In fact I recall her early on once telling a group of us about a phone conversation she had just had lunch with "that nice Peter Rogge".
But she proved a remarkably quick learner and a good listener.
She certainly listened when a few of us sports journos, including insidethegames editor Duncan Mackay and myself, buttonholed her at a Crystal Palace athletics meet and suggested that not having Coe, one of Great Britain’s greatest-ever Olympic icons, on board at the time was plain daft as he was the one British sports personality the IOC hierarchy seemed to respect above all others.
There had been an odd reluctance on the part of the British Olympic Association (BOA) to get Coe involved, but soon after our chat Tessa made him a vice-president of the Bid Board and, when its then American-born chairman Barbara Cassani, a Ken Livingstone nominee, inevitably proved a square peg in the Olympic rings, it was Tessa who insisted on appointing Coe in her place.
In fact, 2012 still owes her a great deal, because it was she who persuaded a reluctant Prime Minister Tony Blair on a veranda at No 10 in 2002 to ignore the doubts of Chancellor Gordon Brown and back London’s bid for the Games.
Helping to organise them over the following decade was the most productive experience of her time in the Commons, and now stands her in good stead for a Mayoral bid.
Currently the leashing contender according to the opinion polls, she rejects the notion that Boris is too hard an act to follow.
“I think I can be a hugely effective Mayor,” she says. “Being Mayor of London is not a celebrity gameshow.

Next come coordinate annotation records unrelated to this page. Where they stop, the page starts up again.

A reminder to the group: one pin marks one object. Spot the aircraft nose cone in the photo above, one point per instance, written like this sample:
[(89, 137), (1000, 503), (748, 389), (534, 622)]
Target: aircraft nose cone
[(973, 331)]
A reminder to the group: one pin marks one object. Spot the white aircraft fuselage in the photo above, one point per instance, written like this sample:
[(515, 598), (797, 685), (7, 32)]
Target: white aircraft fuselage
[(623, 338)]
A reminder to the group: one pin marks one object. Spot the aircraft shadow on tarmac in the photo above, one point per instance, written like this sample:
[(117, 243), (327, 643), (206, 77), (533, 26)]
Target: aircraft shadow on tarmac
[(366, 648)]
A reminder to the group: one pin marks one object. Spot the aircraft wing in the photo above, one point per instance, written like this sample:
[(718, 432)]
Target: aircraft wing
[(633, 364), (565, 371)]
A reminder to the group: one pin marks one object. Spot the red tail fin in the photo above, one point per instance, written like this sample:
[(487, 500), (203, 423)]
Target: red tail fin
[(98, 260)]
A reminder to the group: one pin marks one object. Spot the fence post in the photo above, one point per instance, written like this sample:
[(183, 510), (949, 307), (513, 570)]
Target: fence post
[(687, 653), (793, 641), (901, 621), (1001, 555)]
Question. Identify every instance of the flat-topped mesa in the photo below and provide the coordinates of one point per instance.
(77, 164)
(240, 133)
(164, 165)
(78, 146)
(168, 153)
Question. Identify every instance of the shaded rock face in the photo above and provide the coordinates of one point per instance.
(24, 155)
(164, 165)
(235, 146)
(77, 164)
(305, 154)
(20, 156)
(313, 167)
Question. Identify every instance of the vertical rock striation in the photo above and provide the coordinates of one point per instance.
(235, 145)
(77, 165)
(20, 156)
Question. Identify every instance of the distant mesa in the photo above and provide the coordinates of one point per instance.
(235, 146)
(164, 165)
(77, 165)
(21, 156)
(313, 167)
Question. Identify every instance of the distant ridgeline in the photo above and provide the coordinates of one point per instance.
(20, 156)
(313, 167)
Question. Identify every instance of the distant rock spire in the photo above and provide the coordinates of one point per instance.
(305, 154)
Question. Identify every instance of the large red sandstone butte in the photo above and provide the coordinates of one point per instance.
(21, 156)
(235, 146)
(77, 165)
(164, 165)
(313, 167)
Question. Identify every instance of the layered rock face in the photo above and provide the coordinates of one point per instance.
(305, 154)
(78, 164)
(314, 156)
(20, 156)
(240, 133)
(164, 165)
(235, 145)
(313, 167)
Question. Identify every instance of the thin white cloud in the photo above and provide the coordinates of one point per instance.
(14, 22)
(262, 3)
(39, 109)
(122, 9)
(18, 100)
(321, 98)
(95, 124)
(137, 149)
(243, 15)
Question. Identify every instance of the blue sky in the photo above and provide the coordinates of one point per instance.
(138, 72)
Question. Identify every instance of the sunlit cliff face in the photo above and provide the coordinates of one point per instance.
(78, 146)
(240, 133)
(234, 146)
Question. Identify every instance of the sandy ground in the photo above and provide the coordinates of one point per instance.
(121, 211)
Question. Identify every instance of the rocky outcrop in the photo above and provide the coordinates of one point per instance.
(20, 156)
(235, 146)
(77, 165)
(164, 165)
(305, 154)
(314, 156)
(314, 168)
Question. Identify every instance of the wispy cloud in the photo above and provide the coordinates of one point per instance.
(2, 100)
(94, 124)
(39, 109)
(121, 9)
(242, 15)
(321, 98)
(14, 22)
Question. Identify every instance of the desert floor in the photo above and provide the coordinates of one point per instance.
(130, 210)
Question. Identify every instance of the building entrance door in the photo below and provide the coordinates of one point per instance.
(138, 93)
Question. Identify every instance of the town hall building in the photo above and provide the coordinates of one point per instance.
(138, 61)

“You need to bring Olympic-like discipline to changing this city.
“There are about 800,000 Londoners who live London’s housing crisis every day, being denied proper family life, being denied proper places for their children to play.
“So too bloody right I’m in this to build homes and too bloody right I’m in this to see a generation of children grow up.”
There’s little argument that Dame Tessa would also take good care of London’s sporting business.
The Tories must be worried that she would be hard to beat, not least in terms of the sporting vote.
But here’s a thought. The man who succeeded her as Olympics Minister - now Sir Hugh Robertson - is also leaving Parliament.
The word is he may take over from Coe as BOA chair should Seb be first past the IAAF post. But could he be a surprise Mayoral candidate?
In that event, Jowell v Robertson could be as fascinating a sporting duel as Coe v Bubka.